Trzeba przestać chodzić bez ubrań po domu. Przez błąd można oglądać obraz z nieswoich kamer
Przez ogromną wpadkę Ubiquiti prywatność wielu użytkowników mogła zostać naruszona. Wszystko przez… aktualizację.

Ubiquiti to producent sprzętu sieciowego. Użytkownicy kamerek zaczęli otrzymywać dziwne powiadomienia zawierające obraz rejestrowany przez urządzenie. Sęk w tym, że nagranie pochodziło nie z ich kamery.
Problem był szerszy. Wchodząc na swoje konto niektórzy z korzystających nagle otrzymali dostęp do nie swoich konsol. Mogli je zmieniać i ustawiać tak, jak to robili w przypadku własnych. W praktyce, jak pisze Niebezpiecznik, możliwe było nie tylko podglądanie kamer monitoringu, ale też blokowanie dostępu do pomieszczeń czy nawet przejmowanie połączeń telefonicznych.
Firma bardzo szybko zareagowała na wpadkę, a w oświadczeniu napisano, że zdarzenie jest konsekwencją aktualizacji infrastruktury chmurowej. „Muszę przestać chodzić po domu nago” – żartują użytkownicy, ale to trochę śmiech przez łzy jeśli weźmie się pod uwagę, że kamery mogą rejestrować nie tylko obraz, ale też dźwięk.
Cóż, nie, żebyśmy byli zdziwieni:
Kto mógłby się spodziewać, że te wszystkie inteligentne urządzenia, zainstalowane w naszym domu, pracy, samochodzie i te, które bez względu na miejsce, zawsze mamy przy sobie, nagrywają sobie w najlepsze to, co mówimy.
- pisaliśmy, gdy okazało się, że urządzenia z Asystentem Google mogą podsłuchiwać.
Tu oczywiście sprawa jest nieco inna, a przez to bardziej bulwersująca – kamery służyły w końcu do poprawy bezpieczeństwa, a nie wygody.

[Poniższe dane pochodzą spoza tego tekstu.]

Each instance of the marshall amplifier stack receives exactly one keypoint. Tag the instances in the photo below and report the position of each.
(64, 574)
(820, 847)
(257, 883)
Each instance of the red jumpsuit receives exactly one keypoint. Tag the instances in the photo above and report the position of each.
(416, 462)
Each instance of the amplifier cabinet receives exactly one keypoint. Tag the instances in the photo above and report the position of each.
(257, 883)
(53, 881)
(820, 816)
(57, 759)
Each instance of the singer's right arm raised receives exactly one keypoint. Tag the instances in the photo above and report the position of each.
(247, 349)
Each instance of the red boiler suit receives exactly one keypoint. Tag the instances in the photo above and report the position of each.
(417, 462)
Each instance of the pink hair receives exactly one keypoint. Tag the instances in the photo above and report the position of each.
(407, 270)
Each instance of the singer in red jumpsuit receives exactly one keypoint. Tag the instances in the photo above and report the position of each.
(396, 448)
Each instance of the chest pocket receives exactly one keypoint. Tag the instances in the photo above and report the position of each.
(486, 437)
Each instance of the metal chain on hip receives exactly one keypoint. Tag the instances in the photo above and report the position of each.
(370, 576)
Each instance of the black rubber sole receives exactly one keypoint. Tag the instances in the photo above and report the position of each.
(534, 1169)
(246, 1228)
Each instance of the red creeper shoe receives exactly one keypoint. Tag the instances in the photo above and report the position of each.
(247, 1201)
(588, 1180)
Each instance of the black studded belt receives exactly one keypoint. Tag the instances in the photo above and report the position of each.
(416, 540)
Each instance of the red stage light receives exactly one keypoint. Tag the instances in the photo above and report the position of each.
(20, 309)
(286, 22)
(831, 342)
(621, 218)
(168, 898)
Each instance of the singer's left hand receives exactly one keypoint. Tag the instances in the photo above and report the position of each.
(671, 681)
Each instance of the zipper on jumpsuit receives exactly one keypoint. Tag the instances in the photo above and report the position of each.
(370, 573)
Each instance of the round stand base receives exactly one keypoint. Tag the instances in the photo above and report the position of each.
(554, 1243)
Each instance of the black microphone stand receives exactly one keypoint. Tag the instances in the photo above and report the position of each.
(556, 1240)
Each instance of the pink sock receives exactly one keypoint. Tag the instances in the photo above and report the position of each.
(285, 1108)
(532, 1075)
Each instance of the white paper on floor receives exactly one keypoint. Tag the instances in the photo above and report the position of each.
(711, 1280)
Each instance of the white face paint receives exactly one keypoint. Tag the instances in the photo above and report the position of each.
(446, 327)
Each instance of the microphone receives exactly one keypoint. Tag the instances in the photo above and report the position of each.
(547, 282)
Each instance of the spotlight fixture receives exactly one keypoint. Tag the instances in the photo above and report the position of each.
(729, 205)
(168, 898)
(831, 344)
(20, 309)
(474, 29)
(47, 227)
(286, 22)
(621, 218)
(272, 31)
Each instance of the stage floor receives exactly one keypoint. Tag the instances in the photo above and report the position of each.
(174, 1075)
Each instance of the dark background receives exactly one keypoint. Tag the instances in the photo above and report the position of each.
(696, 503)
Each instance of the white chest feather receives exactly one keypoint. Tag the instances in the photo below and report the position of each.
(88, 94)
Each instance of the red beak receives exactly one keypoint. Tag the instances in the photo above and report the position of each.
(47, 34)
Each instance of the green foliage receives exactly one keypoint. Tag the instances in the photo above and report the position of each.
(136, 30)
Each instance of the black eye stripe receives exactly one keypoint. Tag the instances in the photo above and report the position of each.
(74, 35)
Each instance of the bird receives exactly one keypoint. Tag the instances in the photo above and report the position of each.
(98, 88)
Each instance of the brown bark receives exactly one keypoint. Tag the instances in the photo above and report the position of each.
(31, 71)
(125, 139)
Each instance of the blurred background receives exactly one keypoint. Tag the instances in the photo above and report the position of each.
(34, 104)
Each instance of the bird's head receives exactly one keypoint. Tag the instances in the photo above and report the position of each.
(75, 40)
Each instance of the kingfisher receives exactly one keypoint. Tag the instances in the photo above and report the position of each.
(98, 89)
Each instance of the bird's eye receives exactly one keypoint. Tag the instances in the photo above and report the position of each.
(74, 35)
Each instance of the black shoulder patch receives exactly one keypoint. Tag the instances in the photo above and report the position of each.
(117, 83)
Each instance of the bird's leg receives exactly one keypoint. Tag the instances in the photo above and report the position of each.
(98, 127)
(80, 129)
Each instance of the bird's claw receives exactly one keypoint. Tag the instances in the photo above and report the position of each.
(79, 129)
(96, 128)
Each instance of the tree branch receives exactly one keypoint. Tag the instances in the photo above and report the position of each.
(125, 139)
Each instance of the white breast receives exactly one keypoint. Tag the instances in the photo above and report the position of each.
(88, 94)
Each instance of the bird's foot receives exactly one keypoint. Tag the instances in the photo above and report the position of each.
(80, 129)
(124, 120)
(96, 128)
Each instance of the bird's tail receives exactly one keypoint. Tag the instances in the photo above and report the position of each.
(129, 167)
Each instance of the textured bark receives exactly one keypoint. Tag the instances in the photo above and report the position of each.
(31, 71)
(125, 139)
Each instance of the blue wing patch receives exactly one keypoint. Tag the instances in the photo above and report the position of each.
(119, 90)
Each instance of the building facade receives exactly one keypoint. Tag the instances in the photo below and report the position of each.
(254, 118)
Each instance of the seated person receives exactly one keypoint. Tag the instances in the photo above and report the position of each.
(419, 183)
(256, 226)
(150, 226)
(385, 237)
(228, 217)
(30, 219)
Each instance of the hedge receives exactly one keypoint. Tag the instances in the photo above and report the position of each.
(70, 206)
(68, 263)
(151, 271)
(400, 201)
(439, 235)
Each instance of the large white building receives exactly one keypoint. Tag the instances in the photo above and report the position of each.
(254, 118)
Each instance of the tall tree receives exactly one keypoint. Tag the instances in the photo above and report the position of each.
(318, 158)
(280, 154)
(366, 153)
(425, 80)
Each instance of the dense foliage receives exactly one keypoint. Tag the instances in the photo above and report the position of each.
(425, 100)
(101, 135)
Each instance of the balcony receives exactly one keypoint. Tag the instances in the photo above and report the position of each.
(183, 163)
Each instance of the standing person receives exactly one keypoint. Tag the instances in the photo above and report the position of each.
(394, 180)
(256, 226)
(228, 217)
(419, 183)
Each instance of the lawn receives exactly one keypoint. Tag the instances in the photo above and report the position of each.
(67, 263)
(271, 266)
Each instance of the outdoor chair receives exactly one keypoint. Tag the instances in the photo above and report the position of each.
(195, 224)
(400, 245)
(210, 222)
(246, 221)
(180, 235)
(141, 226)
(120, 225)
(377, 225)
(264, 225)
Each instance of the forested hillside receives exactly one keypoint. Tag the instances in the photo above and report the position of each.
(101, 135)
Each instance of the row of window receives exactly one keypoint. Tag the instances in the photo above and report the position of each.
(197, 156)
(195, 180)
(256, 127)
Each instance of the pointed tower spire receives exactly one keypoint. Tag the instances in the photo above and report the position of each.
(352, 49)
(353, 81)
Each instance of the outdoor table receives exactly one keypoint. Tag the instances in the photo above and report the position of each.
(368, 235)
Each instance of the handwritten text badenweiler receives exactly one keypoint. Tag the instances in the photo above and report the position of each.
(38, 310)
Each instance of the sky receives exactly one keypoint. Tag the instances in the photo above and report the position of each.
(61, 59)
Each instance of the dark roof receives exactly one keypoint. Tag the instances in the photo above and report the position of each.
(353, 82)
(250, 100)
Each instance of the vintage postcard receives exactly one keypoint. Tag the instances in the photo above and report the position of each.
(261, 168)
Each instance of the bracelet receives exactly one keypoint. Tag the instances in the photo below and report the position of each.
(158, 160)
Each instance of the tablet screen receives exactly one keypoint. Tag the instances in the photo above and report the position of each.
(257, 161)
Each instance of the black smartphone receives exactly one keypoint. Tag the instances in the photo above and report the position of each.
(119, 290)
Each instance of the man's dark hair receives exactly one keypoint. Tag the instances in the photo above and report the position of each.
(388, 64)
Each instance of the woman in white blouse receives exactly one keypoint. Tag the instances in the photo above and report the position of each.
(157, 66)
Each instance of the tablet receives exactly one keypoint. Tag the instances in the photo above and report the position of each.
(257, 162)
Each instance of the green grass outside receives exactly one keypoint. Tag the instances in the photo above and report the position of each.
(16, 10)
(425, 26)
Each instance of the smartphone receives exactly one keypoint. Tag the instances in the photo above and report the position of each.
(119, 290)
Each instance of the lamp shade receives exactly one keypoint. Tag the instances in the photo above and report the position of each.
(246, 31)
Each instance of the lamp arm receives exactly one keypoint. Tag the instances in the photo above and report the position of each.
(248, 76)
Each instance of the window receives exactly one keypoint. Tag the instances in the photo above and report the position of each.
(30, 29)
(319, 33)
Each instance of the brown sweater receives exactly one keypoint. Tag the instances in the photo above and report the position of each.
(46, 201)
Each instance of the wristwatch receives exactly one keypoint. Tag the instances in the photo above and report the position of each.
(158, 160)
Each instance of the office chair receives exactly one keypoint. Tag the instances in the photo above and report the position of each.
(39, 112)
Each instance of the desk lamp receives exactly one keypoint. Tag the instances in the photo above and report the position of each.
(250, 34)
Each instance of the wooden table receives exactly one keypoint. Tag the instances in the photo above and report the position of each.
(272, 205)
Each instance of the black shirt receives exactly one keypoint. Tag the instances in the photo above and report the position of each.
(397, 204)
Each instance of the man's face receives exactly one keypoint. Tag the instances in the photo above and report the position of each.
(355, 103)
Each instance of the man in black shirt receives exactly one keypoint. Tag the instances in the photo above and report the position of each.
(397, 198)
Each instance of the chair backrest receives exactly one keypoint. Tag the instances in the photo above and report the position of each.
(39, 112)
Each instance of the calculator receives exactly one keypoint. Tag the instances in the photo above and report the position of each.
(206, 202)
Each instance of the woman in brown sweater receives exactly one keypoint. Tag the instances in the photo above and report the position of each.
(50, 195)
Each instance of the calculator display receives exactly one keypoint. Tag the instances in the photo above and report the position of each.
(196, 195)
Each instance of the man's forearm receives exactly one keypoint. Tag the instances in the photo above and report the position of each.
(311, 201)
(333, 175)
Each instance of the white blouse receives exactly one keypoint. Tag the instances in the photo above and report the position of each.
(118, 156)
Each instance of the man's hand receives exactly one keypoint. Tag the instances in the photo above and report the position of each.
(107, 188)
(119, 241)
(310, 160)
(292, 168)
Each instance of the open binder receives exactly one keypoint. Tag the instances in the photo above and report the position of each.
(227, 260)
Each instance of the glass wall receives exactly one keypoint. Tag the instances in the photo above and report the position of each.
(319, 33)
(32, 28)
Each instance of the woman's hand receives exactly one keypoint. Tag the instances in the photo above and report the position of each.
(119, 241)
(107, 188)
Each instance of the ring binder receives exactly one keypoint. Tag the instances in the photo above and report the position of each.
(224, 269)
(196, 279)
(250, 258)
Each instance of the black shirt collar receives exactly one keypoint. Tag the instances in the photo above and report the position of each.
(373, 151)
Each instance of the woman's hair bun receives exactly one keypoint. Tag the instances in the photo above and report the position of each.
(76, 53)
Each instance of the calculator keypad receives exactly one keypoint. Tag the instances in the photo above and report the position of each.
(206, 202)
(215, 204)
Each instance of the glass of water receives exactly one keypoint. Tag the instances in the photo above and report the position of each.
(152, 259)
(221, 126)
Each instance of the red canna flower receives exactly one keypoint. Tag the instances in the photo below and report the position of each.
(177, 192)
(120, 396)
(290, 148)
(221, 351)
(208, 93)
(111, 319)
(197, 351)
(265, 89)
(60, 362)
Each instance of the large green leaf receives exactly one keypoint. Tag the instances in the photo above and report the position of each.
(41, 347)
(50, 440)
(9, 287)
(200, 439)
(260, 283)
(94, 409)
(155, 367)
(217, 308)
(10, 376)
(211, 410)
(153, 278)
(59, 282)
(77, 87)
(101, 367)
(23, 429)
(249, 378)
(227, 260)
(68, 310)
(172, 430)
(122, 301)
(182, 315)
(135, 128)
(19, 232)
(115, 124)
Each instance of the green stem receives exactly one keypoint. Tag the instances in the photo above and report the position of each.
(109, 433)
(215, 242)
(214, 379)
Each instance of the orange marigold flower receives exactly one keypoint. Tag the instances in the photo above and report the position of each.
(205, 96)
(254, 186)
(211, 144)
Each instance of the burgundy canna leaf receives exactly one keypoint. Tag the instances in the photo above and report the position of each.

Na Spider's Web więcej piszemy o prywatności w sieci:
Tymczasem mogły uderzyć w prywatność użytkowników
Jak się chronić? W tym przypadku ratunkiem byłoby wyłączenie możliwości zarządzania zdalnego przez chmurę. Ale miałoby to swoje konsekwencje związane z wygodą użytkowania, bo straciłoby się dostęp do aplikacji. I ewentualnych powiadomień, gdyby zarejestrowano ruch w monitorowanym pomieszczeniu.
Wpadka Ubiquiti to woda na młyn dla przeciwników korzystania z rozwiązań chmurowych producentów. I tych, którzy zwracają uwagę, że pod względem monitoringu nieco się przesadza. W tym przypadku kamery rejestrowały prywatne obiekty właścicieli, ale co by się stało, gdyby do tajemniczej awarii doszło w związku z kamerami na basenie czy tymi, które rejestrują obraz wokół automatów paczkowych i przy okazji – przynajmniej według mieszkańców – mogą zajrzeć do okien? A jak widzimy kamer w naszej przestrzeni przybywa, co pozwala na gdybanie, co wyciekłoby w wyniku podobnej wpadki.